Mobile : les plaintes ont grimpé de 37% en 2016, SFR est jugé coupable, Free se porte bien

Mobile : les plaintes ont grimpé de 37% en 2016, SFR est jugé coupable, Free se porte bien

Comme chaque année, l’AFUTT soit l’Association française des utilisateurs des télécoms rend public son observatoire des plaintes et insatisfactions. Pour cette édition 2016, le premier fait majeur à souligner dans un contexte de croissance du parc actif « des mobiles » de 1,3% (+59% sur la 4G) est l’augmentation de 37% du volume des plaintes reçues dans le secteur "mobile". Deuxième constat, leur forte concentration chez un opérateur, SFR.

En effet, plus de la moitié des plaintes sont émises par les clients de l’ensemble SFR, RED by SFR. Fait majeur, le taux de plaintes de l’opérateur ne cesse de progresser (+ 12 pts) atteignant les 51,1% en 2016 soit plus que tous les autres opérateurs mobiles réunis. Celui de Bouygues augmente de 1,7 point et celui de Free (10,7 %) et d’Orange (12,8 %) baisse respectivement de 1,7 et 8,2 points.

Ainsi, "l’évolution des taux de plaintes dans ce contexte de croissance élevée en volume est fort différenciée d’un opérateur à l’autre.

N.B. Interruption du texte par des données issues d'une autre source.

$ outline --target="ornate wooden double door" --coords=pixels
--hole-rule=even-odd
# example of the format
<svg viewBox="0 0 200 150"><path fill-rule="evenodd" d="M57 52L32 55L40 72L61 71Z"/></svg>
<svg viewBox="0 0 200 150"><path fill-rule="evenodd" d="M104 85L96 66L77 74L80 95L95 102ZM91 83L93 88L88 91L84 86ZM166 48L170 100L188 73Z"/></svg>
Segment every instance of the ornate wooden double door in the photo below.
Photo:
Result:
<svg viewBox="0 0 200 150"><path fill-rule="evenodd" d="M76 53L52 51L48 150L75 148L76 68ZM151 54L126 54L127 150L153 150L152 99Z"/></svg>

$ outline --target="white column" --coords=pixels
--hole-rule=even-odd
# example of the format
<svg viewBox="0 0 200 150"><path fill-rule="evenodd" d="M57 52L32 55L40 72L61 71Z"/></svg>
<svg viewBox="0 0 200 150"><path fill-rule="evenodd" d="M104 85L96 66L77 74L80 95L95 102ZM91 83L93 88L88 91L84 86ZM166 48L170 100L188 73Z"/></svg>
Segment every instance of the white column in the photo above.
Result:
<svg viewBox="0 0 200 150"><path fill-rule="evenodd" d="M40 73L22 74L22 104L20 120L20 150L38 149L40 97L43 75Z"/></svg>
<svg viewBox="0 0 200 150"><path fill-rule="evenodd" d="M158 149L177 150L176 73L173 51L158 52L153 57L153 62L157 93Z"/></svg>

Pour une comparaison plus pertinente des opérateurs, les volumes de plaintes sont rapportés aux parcs d’abonnés respectifs des opérateurs en vue de calculer l’indice de conflictualité." (voir plus bas)

 

TOP 5 des plaintes

Constat avéré, 58% des plaintes se concentrent sur 5 litiges majeurs. Les utilisateurs ont connu en 2016 les mêmes principaux types de problèmes qu’en 2015 mais l’item « interventions SAV » en léger recul (-14%) sort du top 5 pour laisser la place à « recouvrement-contentieux ». La facturation, avec près de 22% des plaintes, reste le point délicat du secteur « mobile », pour cause de complexité des offres et de tarification. Les changements de tarifs imposé en cours de contrat ou les promotions commerciales ambiguës ne participent pas à la clarification. Mais ce que ce classement ne montre pas , c’est la forte croissance des ventes dissimulées en progression de 60 % . De plus, « l’évolution des usages data, mal maîtrisés en terme de coût, les restrictions de l’illimité encore mal comprises de même que la frontière « forfait/ hors forfait » alimentent de nombreux conflits. »

L’AFFUT appuie aussi là où ça fait mal, dénonçant le fait que « les conflits surviennent quand la possibilité de quitter son opérateur sans frais (ou avec les frais prévus) est contestée (35% des cas) : non respect de la loi Chatel, contestation du défaut de service, contestation des pièces justificatives des motifs de résiliation sans frais etc. Ils proviennent aussi, conséquence de processus mal contrôlés, d’une non prise en compte de la demande de résiliation dont la conséquence est la poursuite de la facturation (30% ces cas)."

Enfin, la qualité de service n’est pas en reste d’après l’observatoire : « Avec l’évolution des usages, la quasi nécessité d’être connecté à chaque instant, l’attente des utilisateurs se calquent sur des promesses marketing les plus avantageuses. Ces dernières peuvent être incomprises ou se révéler optimistes. De nombreuses désillusions surviennent entre la réalité de la couverture et celle annoncée par les cartes de couverture. Elles se rapportent pour 71% à un défaut de couverture. »

L’indice de conflictualité 

Pour plus de précision et défini par l’AFFUT, l’indice de conflictualité d’un opérateur mobile est le quotient de taux de plaintes que les clients de cet opérateur génèrent par le taux de parc de clients que cet opérateur gère. Par construction l’indice du secteur est égal à « 1 ». Le calcul de l’indice 2016 se base sur les déclarations des opérateurs et des publications de l’Arcep. Un opérateur présentant un indice supérieur à « 1 », engendre donc plus de plaintes et d’insatisfactions que le secteur pris dans son ensemble. C’est très nettement le cas de SFR alors que tous les autres opérateurs bénéficient d’une amélioration, notamment Free et Orange, ce qui vient une nouvelle fois confirmer les chiffres de la répartition des plaintes « mobiles ».

A noter que l’Observatoire est bâti sur une typologie de plaintes ou insatisfactions très précise et enregistre les commentaires circonstanciés que les consommateurs plaignants souhaitent apporter.Les plaintes ou insatisfactions reçues à l’AFUTT proviennent essentiellement d’utilisateurs n’ayant pas reçu du service client (voire du service consommateur) de leur opérateur une réponse satisfaisante. L’Observatoire de l’AFUTT est donc à la fois un indicateur du niveau de mécontentement des utilisateurs et un révélateur de l’efficacité du traitement des réclamations par les prestataires.